Andrew Wimer
Andrew Wimer · March 7, 2024

BATON ROUGE, La.—A new lawsuit from a Louisiana forester asks a question with a seemingly obvious answer: Is land property? Tom Manuel owns land that he uses to grow timber commercially, as well as for recreation. In December, two separate times, game wardens with the Louisiana Department of Wildlife and Fisheries (LDWF) entered Tom’s land without permission in search of possible hunting violations. Both times they left without giving a citation.

The warrantless, permissionless searches by state law enforcers struck Tom as a violation of his rights. The Louisiana Constitution says in stark terms that “property” must be secured from “unreasonable searches . . . or invasions of privacy.” There is no exception for any government official. Now, Tom is suing the LDWF with the Institute for Justice (IJ), which protects property rights nationwide and has several similar suits in other states.

“The Louisiana Constitution protects all ‘property’ from warrantless searches—and that includes land,” said IJ Attorney James Knight. “That may seem obvious, but misguided U.S. Supreme Court precedent has convinced state officials that they can invade private land at will. This case seeks to put a stop to that and to restore the constitutional protections Louisiana landowners deserve.”

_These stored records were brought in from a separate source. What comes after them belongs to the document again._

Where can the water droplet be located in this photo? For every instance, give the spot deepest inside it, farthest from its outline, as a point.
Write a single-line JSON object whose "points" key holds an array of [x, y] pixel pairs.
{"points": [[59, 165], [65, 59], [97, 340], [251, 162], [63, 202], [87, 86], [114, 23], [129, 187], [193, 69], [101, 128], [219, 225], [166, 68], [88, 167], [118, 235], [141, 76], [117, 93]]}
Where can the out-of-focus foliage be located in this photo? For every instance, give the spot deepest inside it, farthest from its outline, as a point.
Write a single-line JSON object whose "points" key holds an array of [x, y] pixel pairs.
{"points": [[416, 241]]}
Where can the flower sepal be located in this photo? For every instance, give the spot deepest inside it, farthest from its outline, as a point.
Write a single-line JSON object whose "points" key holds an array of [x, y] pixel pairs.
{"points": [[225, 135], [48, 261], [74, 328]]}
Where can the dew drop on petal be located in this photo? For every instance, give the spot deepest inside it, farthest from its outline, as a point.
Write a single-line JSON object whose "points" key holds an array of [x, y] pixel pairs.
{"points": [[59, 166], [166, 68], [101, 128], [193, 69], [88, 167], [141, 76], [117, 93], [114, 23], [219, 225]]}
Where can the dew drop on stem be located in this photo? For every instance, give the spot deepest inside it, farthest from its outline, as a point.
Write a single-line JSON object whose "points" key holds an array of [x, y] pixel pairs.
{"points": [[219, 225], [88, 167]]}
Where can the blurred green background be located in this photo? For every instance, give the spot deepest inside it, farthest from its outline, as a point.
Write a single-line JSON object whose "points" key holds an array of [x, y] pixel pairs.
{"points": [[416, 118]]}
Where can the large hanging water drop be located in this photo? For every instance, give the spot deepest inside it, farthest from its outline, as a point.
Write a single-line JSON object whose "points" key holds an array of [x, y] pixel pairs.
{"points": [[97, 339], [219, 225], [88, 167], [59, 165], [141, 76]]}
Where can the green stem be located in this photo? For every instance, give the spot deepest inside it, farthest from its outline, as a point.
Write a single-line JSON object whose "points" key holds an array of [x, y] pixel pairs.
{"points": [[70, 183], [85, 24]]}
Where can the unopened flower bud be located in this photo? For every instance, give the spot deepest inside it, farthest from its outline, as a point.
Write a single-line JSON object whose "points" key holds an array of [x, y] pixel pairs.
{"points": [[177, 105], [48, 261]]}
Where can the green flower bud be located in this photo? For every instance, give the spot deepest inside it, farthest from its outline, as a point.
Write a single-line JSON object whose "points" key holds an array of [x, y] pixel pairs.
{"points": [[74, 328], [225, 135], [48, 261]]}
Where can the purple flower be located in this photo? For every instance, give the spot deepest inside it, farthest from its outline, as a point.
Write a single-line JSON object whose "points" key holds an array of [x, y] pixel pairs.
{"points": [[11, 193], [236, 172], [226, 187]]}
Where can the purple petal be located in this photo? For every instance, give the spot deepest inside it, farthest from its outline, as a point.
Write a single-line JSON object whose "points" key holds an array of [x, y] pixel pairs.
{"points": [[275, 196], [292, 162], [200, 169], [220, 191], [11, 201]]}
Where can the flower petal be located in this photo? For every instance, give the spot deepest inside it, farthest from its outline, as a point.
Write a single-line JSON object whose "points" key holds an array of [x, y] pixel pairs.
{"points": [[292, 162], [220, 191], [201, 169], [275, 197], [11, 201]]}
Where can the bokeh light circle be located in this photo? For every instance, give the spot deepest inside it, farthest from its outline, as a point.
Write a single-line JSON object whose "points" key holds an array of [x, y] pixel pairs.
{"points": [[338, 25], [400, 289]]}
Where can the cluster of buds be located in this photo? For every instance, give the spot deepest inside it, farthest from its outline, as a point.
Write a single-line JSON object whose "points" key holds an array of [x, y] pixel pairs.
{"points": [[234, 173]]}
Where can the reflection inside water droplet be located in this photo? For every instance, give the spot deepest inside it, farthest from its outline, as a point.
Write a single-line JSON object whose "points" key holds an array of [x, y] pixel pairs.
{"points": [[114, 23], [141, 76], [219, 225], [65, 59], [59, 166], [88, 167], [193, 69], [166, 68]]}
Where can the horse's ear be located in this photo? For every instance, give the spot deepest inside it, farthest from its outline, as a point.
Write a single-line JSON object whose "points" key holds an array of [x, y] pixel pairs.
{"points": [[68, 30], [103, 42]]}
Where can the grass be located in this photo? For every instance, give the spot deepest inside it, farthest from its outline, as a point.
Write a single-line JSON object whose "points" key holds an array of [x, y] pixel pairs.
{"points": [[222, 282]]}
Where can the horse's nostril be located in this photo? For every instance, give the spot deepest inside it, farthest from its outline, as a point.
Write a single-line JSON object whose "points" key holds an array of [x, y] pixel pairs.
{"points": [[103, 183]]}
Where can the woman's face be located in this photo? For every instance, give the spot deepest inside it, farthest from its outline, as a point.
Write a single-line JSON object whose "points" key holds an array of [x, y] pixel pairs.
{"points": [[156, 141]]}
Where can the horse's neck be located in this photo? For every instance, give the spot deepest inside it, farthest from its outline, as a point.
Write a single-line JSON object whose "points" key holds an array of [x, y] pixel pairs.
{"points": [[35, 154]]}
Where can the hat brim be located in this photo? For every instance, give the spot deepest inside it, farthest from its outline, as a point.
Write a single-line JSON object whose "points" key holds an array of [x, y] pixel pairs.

Many Americans assume the government needs a warrant or consent to come onto their private property. But a century-old rule from the U.S. Supreme Court says that the Fourth Amendment’s protection from unreasonable searches and seizures does not apply to most private land. This “open fields” doctrine is used by agents to enter property at any time and for any reason. In some states, game wardens have placed cameras without warrants and, in at least one instance, they took a privately owned camera from private land.

But—at least for state officials—the open fields doctrine does not apply when the state constitution protects private land from unreasonable searches. This includes Louisiana’s neighbor, Mississippi, where the state supreme court has held that state officials need a warrant to search private land for violations of any law. Other states that protect private land from unreasonable searches include Montana, New York, Oregon, South Dakota, Washington, Vermont, and—thanks to a recent Institute for Justice victory—Tennessee.

The problem is not limited to game wardens. Officials across the spectrum—from police officers, to environmental inspectors, to code enforcement officers, to immigration officials—use the open fields doctrine to invade private land across the country every day. That’s not how law enforcement is supposed to work. Both the state and federal constitutions are clear: to conduct a search, get a warrant.

Tom’s lawsuit advocates for a similar common-sense view of property rights in Louisiana: “I believe Louisiana’s constitution should mean what it says,” said Tom. “While it’s important that state hunting laws be maintained, constitutional limits on government power should be upheld too. Protecting wildlife can be accomplished without trampling on our privacy and property rights. From my experience managing land in both Louisiana and Mississippi, I’ve seen that wildlife can thrive where the government must respect property lines.”

Louisiana is now the fourth state where IJ is challenging the open fields doctrine. In Tennessee, a trial court held that the state law permitting warrantless searches was unconstitutional. The Pennsylvania Supreme Court will hear argument later this year in a challenge from several hunting clubs. And in Virginia, a homeowner sued last year after agents entered his property and seized a game camera without a warrant.

“Private land is not public property,” said IJ Attorney Josh Windham. “The typical rule when government officials want to invade your property is simple: Go get a warrant. Land—which has always been one of Americans’ most cherished possessions—deserves no less protection.”